The grant requires a 2-1 match, she said, and fundraising efforts are continuing. Additional plans include creating an interpretive center and updating a room near the chapel where Mother Joseph stayed at the end of her life as a “remembrance room” that would include displays of her writings, which were mostly in French.
The Historic Trust is also selling the west end of the property to create a 134-unit mixed-use two-building development. The hope is to alleviate debt and put funding focus on renovations of Providence Academy. It hasn’t all been met with support.
Richard Burrows, The Historic Trust’s director of Community Outreach & Engagement, drew a parallel to Paris’ Notre Dame Cathedral, which was ravaged Monday by a fire that damaged the roof and spire of the 850-year-old icon. It will be rebuilt, according to news reports.

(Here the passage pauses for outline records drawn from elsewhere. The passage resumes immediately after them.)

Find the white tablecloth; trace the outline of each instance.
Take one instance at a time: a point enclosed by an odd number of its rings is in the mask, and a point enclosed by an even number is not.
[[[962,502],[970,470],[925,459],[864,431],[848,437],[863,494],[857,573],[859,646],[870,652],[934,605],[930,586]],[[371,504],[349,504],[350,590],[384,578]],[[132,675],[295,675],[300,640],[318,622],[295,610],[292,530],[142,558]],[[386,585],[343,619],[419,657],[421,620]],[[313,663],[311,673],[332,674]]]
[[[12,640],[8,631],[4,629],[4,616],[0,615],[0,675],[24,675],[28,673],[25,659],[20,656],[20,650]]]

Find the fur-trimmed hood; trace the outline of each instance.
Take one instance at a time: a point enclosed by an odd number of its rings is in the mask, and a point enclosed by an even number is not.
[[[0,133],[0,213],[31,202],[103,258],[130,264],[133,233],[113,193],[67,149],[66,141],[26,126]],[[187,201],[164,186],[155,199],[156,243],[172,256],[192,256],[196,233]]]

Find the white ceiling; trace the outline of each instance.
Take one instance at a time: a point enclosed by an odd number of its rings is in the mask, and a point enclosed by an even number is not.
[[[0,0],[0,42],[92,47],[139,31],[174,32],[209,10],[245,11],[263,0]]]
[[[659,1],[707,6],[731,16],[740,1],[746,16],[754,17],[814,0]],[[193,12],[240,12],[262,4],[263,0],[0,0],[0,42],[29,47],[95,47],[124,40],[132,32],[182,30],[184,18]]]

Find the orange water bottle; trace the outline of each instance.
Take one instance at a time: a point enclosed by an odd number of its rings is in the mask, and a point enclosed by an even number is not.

While listening to news reports Monday night, Burrows was struck listening to an interview of an unnamed official saying, defiantly, that Notre Dame had been rebuilt before and will be rebuilt again.
“As I heard that person speak, it resonated for me that this is exactly the repurposing and purposing again of Providence Academy that keeps it alive,” he said. “It’s in your hearts, but … it needs to be available for people.”
Sweeney, as she gazed upon the Academy chapel’s own French Gothic architectural style, said she was grateful to have seen Notre Dame Cathedral after graduating and teaching in the Army for one year. Upon seeing news reports about the incident, she was sad — but saw a bright side.
“To think that they salvaged some of the things that they did and no one was injured, that was remarkable for the size of that fire,” said Sweeney, of Olympia.
She’s also an optimist when it comes to Providence Academy, whatever changes occur.
“It will never be the Providence Academy again, but it’s beautiful,” Sweeney said. “It’s beautiful, and we were here.”